Comment by marks on Tips and Tricks for Answering Hard Questions · 2010-01-18T19:33:49.034Z · LW · GW

Thanks for the link assistance.

I agree that my mathematics example is insufficient to prove the general claim: "One will master only a small number of skills". I suppose a proper argument would require an in-depth study of people who solve hard problems.

I think the essential point of my claim is that there is high variance with respect to the subset of the population that can solve a given difficult problem. This seems to be true in most of the sciences and engineering to the best of my knowledge (though I know mathematics best).
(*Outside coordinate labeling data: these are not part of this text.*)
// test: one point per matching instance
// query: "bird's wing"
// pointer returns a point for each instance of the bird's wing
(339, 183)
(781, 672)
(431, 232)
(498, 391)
The theory I believe that explains why this variation occurs is that the subset of people which can solve a given problem use unconscious heuristics borne out of the hard work they put into previous problems over many years.

Admittedly, the problems I am thinking about are kind of like NP problems: it seems difficult to find a solution, but once a solution is found we can know it when we see it. There tends to be a large number of such problems that can be solved by only a small number of people. And the group of people that can solve them varies a lot from problem to problem.

There are also many hard problems for which it is hard to say what a good solution is (e.g. it seems difficult to evaluate different economic policies), or the "goodness" of a solution varies a lot with different value systems (e.g. abortion policy). It does seem that in these instances politicians claim they can give good answers to all the problems as do management consulting companies. Public intellectuals and pundits also seem to think they can give good answers to lots of questions as well. I suppose that if they are right then my claim is wrong. I argue that such individuals and organizations claim to be able to solve many problems but since its hard to verify the quality of the solutions we should take the claim with a grain of salt. We know that individuals who can solve lots of problems would have a lot of status so there is a clear incentive to claim to be able to solve problems that one cannot actually solve if verifying the solution is sufficiently costly.

I also think there is a good reason to think that even for those problems whose solutions are difficult to evaluate we should expect only a small number of people to actually give a good solution. The reason relates to a point made by Robin Hanson (and myself in another comment) which is that in solving a problem you should try to solve many at once. A good solution to a problem should give insight to many problems. Conversely, to understand and recognize a good solution to a given hard problem one should understand what it says about many other problems. The space of problems is too vast for any human being to know but a small portion, so I expect that people who are able to solve a given problem should only be those aware of many related problems and that most people will not be aware of the related problems. Given that in our civilization different people are exposed to different problems (no matter in which field they are employed) we should expect high variance of who can solve which hard problems.

Comment by marks on Tips and Tricks for Answering Hard Questions · 2010-01-18T03:03:53.352Z · LW · GW

Asking other people who have solved a similar problem to evaluate your answer is very powerful and simple strategy to follow.

Also, most evidence I have seen is that you can only learn how to do a small number of things well. So if you are solving something outside of your area of expertise (which probably includes most problems you'll encounter during your life) then there is probably somebody out there who can give a much better answer than you (although the cost to find such a person may be too great).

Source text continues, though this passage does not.